Тициан не находил себе места. Со смертью Аретино он понял, как много тот для него значил в течение последних тридцати лет. Своим шумным успехом в Италии и в Европе он в значительной мере был обязан блестящему перу покойного друга. Он прекрасно понимал, что Аретино действовал не бескорыстно, но смотрел на его проделки с пониманием и иронией. Такова уж была натура этого гения эпистолярного жанра. А какие сонеты, пусть даже комплиментарные, посвящал он его картинам! Зато в моменты подавленности духа, когда все валилось из рук и мир виделся ему в черном цвете, этот неугомонный весельчак и жизнелюб заряжал энергией и вселял в него уверенность в своих силах. Его суждения о написанных им картинах, при всей их восторженности, — а иначе быть не могло, поскольку Аретино был человеком крайностей, — поднимали дух и помогали в работе.
Как же он корил себя за то, что бывал иногда излишне строг к другу-литератору, осуждая его за словоблудие, бахвальство и тягу к роскоши.

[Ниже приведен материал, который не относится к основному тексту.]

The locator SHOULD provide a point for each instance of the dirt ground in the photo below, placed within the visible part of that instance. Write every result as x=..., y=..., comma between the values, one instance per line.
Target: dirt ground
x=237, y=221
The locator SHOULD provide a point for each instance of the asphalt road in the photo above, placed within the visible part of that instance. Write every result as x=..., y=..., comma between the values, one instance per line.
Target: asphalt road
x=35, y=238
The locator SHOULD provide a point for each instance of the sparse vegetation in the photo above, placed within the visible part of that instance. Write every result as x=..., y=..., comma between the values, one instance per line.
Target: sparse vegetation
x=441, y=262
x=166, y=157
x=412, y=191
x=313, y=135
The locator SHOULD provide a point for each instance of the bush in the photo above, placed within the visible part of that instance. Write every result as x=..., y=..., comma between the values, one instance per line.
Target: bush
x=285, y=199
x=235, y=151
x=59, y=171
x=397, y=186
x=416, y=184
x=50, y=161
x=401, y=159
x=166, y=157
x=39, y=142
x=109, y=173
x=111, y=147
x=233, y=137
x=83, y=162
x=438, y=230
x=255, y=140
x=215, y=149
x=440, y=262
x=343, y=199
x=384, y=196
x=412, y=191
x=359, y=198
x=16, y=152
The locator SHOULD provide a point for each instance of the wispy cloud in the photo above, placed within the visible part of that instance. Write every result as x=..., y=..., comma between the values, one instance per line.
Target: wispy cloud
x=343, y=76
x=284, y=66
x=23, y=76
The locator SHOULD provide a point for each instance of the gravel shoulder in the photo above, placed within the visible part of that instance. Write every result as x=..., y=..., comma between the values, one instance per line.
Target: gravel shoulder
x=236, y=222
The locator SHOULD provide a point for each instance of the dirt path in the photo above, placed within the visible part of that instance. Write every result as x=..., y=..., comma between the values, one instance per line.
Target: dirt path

А теперь — пустота, и не с кем отвести душу. Дети выросли, и у каждого из них своя жизнь. Брат Франческо, родная душа, жил далеко. Остались лишь палитра и кисти, составляющие его суть и пока оправдывающие дальнейшее существование на земле.
По натуре будучи немногословным, он только красками вел разговор с жизнью. Но когда становилось невмоготу от грустных мыслей, Тициан не спеша направлялся к осиротевшему дому Аретино, смотревшему пустыми глазницами окон, и заходил в знакомую таверну у моста Риальто, чтобы передохнуть и молча помянуть друга. Его узнавали, кое-кто подходил поприветствовать и выразить почтение старому мастеру. Затем он вставал и возвращался к себе домой, проходя через арку мимо дома
Шли дни, а перед глазами Тициана все еще стояла поразившая его в церкви при отпевании картина, когда грузное тело почившего в бозе Аретино, с трудом втиснутое в тесный дубовый гроб, казалось, готово было вырваться в знак протеста наружу. Такое ощущение вызывал в свое время и последний портрет литератора, написанный Тицианом. Священник церкви Сан-Лука поведал ему, что на Пасху Аретино решил исповедаться, чего не делал никогда ранее, а уж поститься для него было сущим наказанием. На этот раз, причастившись, он истово молился и даже всплакнул.
Еще при жизни Аретино был назван великим поэтом, хотя его сочинения, как упоминалось, были публично сожжены на площади Святого Петра в Риме и полностью запрещены. Но как любой запретный плод, они вызывали нездоровый интерес. Его разоблачений боялись многие. Даже папа Юлий III, о чем было сказано выше, едва взойдя на престол в 1550 году, поспешил присвоить Аретино почетный титул кавалера ордена Святого Петра, пока пронырливый борзописец не вознамерился быть возведенным в сан кардинала. Такие поползновения были, и он успел опубликовать немало сочинений сугубо богословского содержания. Непостижимо, как в этом человеке непристойность уживалась с набожностью!
Поскольку Аретино не был силен в латыни, он приютил у себя поэта Никколо Франко, который помогал ему в подборе материала для написания религиозных книг. Правда, вскоре гость, распознав истинные намерения благодетеля, выступил с рядом разоблачительных публикаций против Аретино. Бедняге Франко не повезло, и позднее за свои антипапские сонеты он был повешен по решению суда римской инквизиции.